The next generation

Pavani Chalasani, MD, MPH; Robert Livingston, MD
Pavani Chalasani, MD, MPH; Robert Livingston, MD

Pavani Chalasani, MD, MPH, has high hopes for the future of cancer treatment. At the University of Arizona Cancer Center, her mentors are helping her turn those hopes into reality.

“The faculty is what makes this place so special,” Dr. Chalasani said. “Things are constantly moving forward here, and peopl eare always dreaming big. It’s a very inspiring environment.”

As a young med student at Gandhi Medical College in Hyderabad, India, Dr. Chalasani wasn’t quite sure where her path would lead. She was certain, though, that she wanted to help develop cutting- edge research and treatment procedures.

After Dr. Chalasani graduated from the University of Massachusetts with a master’s in public health in 2004, she enrolled at the University of Arizona in 2006 to begin her residency in internal medicine. She soon became fascinated with the field of hematology/oncology and was accepted into the UA’s hematology/oncology fellowship program, where she spent the last three years sharpening her focus on both clinical care and research methods.

Toward the end of her second year in the fellowship program, Dr. Chalasani narrowed in on breast cancer and started to take a closer look at defective DNA repair capacity of tumors in patients with breast cancer. She found that tumors that have a defective DNA repair capacity respond differently to chemotherapy drugs. However, there isn’t a standardized way to look at the defective DNA strands in these patients, so she set her mind on the best way to analyze and repair the defective DNA.

She took advantage of the resources that the University of Arizona can provide, assembling a team of genomic and therapeutic researchers and developing a solid protocol and hypothesis that will potentially lead to a clinical trial.

During the process, however, Dr. Chalasani learned exactly what it takes to transition from an idea into a clinically applicable decision tool. She spoke of the dozens of essential practical steps that many physicians simply don’t think of when they’re coming up with theories. How many patients will it take to come up with statistically viable data? How much funding will the trial require, and where will that funding come from? How much funding gets set aside for data managers, shipping fees or simple office supplies?

This is where mentorship plays a vital role. A handful of the UA Cancer Center’s top faculty members, including breast cancer multidisciplinary team leaders Robert Livingston, MD, and Alison Stopeck, MD, took an interest in Dr. Chalasani’s development and provided her with support every step of the way.

“Dr. Stopeck is such an amazing resource when it comes to writing protocols and grant proposals. She is one of the best editors I have met. She knows how to phrase things correctly, be it in a paper or in a proposal,” Dr. Chalasani said. “She is so generous with her time and her expertise.”
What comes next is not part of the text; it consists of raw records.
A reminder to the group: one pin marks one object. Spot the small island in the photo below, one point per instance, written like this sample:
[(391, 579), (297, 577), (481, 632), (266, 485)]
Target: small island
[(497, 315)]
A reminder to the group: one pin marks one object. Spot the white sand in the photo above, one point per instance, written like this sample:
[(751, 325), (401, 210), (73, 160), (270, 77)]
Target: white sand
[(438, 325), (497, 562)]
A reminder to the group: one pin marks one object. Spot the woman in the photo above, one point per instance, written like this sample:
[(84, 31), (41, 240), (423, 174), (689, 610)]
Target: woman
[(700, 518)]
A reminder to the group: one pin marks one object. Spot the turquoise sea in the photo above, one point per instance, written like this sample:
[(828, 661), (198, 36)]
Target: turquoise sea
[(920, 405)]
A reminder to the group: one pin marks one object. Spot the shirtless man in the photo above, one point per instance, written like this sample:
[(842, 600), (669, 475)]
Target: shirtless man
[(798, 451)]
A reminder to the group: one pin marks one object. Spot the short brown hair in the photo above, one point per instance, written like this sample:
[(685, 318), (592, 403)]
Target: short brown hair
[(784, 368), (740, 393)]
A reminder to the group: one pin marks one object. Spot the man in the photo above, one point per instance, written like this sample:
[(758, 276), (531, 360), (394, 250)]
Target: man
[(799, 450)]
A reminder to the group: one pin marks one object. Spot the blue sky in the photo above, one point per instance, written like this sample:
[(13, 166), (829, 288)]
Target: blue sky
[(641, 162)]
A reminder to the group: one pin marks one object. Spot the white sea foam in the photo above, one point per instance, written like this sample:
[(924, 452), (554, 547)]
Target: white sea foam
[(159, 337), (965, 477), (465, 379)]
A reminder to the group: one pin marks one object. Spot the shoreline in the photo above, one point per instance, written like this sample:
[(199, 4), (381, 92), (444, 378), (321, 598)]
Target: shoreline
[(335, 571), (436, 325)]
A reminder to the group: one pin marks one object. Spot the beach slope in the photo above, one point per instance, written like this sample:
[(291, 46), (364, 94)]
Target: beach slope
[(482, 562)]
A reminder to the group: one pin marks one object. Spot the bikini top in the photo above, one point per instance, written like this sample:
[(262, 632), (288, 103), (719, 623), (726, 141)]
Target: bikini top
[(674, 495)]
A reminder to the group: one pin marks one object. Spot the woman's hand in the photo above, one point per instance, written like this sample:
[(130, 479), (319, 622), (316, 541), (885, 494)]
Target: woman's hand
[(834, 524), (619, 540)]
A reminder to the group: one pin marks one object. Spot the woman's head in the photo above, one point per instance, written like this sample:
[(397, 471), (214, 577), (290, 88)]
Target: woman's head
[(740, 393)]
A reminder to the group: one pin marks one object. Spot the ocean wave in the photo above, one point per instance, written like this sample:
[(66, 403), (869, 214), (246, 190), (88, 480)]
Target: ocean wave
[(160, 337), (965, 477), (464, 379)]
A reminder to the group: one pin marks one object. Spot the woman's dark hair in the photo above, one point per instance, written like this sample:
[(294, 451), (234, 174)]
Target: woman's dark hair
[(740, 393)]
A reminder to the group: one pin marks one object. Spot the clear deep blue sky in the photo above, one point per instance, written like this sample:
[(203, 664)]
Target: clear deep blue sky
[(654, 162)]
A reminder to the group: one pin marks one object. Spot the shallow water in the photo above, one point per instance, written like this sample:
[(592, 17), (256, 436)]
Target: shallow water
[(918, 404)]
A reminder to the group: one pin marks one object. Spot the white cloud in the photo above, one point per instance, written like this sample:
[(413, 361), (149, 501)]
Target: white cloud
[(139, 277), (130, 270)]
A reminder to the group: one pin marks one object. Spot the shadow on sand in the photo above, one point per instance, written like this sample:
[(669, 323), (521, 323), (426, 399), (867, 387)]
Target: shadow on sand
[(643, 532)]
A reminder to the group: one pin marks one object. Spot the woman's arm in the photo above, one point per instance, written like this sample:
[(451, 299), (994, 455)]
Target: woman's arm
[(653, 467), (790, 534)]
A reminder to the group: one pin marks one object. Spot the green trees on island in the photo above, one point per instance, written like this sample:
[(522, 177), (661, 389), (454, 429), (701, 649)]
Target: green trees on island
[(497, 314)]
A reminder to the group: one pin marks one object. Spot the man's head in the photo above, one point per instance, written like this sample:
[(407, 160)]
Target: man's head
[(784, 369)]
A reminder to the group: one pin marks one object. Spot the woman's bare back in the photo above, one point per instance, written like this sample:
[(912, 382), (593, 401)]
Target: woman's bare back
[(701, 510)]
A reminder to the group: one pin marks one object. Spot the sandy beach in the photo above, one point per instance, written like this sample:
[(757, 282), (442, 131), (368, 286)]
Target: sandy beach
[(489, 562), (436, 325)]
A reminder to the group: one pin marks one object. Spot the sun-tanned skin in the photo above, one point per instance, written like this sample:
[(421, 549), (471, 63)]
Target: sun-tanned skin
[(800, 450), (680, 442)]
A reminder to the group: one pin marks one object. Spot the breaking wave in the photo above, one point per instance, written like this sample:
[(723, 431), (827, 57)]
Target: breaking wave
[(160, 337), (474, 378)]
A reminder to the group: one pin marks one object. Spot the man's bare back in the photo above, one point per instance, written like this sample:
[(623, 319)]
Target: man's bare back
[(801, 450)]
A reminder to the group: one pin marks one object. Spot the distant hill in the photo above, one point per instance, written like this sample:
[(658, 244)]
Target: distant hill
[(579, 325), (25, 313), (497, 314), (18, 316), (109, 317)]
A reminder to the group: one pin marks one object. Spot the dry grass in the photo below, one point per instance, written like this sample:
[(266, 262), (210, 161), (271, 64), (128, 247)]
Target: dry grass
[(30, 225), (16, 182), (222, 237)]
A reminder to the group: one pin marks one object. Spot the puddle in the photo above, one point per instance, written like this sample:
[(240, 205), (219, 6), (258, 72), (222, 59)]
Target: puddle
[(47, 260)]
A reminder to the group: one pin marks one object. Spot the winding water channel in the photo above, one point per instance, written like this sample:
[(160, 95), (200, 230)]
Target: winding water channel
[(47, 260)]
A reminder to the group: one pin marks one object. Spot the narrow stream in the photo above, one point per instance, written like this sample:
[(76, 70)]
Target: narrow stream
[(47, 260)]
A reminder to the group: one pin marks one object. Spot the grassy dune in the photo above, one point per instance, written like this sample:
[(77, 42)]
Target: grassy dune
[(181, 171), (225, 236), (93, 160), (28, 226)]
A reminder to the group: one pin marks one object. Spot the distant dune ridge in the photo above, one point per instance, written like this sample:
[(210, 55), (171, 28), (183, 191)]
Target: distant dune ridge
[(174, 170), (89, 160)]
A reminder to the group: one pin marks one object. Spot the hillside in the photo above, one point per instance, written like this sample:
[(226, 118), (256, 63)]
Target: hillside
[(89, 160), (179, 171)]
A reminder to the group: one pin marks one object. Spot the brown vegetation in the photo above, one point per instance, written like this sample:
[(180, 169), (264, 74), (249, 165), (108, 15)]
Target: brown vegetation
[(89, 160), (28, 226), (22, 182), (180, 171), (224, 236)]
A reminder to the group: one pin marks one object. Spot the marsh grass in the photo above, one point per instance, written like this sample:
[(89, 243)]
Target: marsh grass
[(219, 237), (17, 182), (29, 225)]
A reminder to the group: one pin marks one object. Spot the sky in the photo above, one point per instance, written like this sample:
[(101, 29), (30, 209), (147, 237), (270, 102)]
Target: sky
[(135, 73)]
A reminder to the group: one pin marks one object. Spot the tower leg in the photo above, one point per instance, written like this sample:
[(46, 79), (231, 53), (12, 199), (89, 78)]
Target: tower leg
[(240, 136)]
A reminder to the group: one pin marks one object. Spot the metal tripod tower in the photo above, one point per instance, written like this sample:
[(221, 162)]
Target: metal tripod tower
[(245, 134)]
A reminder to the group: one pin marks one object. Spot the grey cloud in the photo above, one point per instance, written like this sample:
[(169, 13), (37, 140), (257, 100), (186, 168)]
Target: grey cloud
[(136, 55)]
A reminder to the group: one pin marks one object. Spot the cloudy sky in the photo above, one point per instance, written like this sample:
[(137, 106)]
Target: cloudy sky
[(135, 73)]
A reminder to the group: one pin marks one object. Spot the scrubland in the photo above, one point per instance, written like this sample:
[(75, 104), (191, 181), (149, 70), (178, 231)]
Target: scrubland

As for Dr. Livingston, Dr. Chalasani’s primary clinical mentor, this defective DNA repair project has been a career-long goal of his. Watching it take shape through the mentorship process has been particularly rewarding — for both of them.

“When everyone around you is thinking and innovating, it keeps you on your toes and it makes your work that much better,” she said. “The environment at the University of Arizona Cancer Center truly allows cutting-edge research to happen.”

As she moves from fellow to full-fledged faculty member, Dr. Chalasani will look to maintain a balance between her research projects and her first love — clinical care.

“I like research, but clinical care is what I love the most,” Dr. Chalasani said. “You really get to know someone and help see that person through the process. Those deep, personal connections you make are the most rewarding. The idea of targeted, personalized therapy wasn’t part of a patient’s treatment as recently as 10 years ago. Now, it’s within our grasp. It is through research where we are constantly figuring out new and better treatments for our patients.”